Surveiller quelques signaux simples en production
- Le taux de reprise : proportion de résultats modifiés avant usage
- Le taux d'escalade : proportion de cas transmis à un humain — une hausse soudaine signale un changement dans les entrées
- Les cas sans réponse : leur nature indique souvent un manque documentaire précis à combler
- Le délai de traitement : une dégradation peut révéler un problème d'infrastructure autant qu'un changement de comportement
Ces indicateurs se suivent avec des moyens légers. L'important n'est pas la sophistication de l'outillage mais la régularité du regard porté dessus — un point de suivi mensuel vaut mieux qu'un tableau de bord temps réel que personne ne consulte.
5. Les métriques qui trompent
Certaines mesures rassurent sans rien garantir. Il vaut mieux les connaître pour ne pas fonder de décision dessus.
Le taux de satisfaction déclaré
Demander aux utilisateurs s'ils sont satisfaits mesure l'expérience, pas l'exactitude. Un agent qui répond vite, poliment et avec assurance obtient de bons retours même quand il se trompe — surtout si l'utilisateur n'a pas les moyens de vérifier. La satisfaction est un indicateur d'adoption utile, jamais un indicateur de qualité.
Le volume traité
Le nombre de demandes traitées mesure l'activité, pas la valeur. Un agent qui traite un fort volume en produisant des résultats systématiquement repris derrière détruit du temps au lieu d'en gagner. Le volume n'a de sens que rapproché du taux de reprise.

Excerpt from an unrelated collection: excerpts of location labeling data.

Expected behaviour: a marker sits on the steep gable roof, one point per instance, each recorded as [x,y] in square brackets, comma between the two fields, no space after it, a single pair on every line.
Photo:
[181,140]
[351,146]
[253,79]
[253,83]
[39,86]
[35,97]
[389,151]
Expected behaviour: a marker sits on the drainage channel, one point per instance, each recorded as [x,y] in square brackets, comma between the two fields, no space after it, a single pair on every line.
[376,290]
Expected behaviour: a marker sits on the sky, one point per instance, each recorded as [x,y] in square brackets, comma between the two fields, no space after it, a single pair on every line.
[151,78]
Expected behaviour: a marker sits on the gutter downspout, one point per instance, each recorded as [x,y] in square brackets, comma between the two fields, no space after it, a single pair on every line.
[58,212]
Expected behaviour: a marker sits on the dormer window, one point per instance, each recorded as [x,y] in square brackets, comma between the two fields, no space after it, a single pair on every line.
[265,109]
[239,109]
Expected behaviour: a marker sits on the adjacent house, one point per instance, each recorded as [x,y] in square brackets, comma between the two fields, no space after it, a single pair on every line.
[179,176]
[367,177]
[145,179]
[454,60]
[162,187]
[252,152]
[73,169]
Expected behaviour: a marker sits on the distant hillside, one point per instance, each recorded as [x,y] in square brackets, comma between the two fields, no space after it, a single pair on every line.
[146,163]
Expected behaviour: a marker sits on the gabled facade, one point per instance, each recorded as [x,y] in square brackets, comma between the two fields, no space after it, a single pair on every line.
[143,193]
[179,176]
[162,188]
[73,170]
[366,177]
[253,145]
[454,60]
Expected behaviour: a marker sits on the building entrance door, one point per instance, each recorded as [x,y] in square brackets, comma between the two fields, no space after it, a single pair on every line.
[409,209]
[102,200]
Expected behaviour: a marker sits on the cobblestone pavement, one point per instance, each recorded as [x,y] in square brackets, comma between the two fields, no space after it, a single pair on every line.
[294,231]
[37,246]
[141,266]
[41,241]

Les scores automatiques de similarité
Comparer automatiquement la réponse produite à une réponse de référence donne un score commode, mais qui passe à côté de l'essentiel : une réponse formulée différemment peut être excellente, et une réponse presque identique peut contenir l'unique erreur qui compte. Sur un processus métier, le jugement humain sur un échantillon reste plus fiable qu'un score global.
La question qui prime sur toutes les métriques
- Sur les cas où l'agent se trompe, l'erreur est-elle détectable par la personne qui reçoit le résultat ?
- Si oui, le système est exploitable même imparfait. Si non, aucun taux de réussite ne suffit à le rendre sûr.
6. Ce que l'évaluation permet de décider
Mesurer n'est pas une fin. L'intérêt d'un dispositif d'évaluation est qu'il autorise des décisions qu'on ne peut pas prendre autrement.
Élargir le périmètre. Passer d'un régime de validation bloquante à une supervision allégée sur une catégorie de cas suppose de démontrer la fiabilité sur cette catégorie. Sans historique mesuré, cet assouplissement reste un pari — et il sera soit refusé indéfiniment, soit accordé à l'aveugle.
Arbitrer techniquement. Comparer deux approches, deux modèles ou deux façons de structurer les données n'a de sens que sur une base commune. Le jeu de test rend ces comparaisons factuelles au lieu de les laisser au débat d'opinions — un point utile notamment pour arbitrer entre fine-tuning, RAG et prompting.
Justifier la dépense. Un dirigeant qui finance un deuxième déploiement veut savoir ce qu'a produit le premier. Le taux de reprise et son évolution racontent une histoire vérifiable, là où une impression favorable ne convainc personne au moment de l'arbitrage budgétaire. C'est également ce qui permet de raisonner sérieusement sur le coût réel d'un usage IA.
Documenter la maîtrise. Pour les usages soumis à des obligations réglementaires, être capable de montrer comment on contrôle la qualité d'un système automatisé n'est plus optionnel — un sujet traité dans notre article sur l'AI Act pour les PME.
Chez Lewis, le jeu de test se construit pendant le cadrage, pas après la mise en production. C'est ce qui permet de savoir quand un agent est prêt — et d'éviter la situation, courante, où personne ne sait dire si le projet est terminé.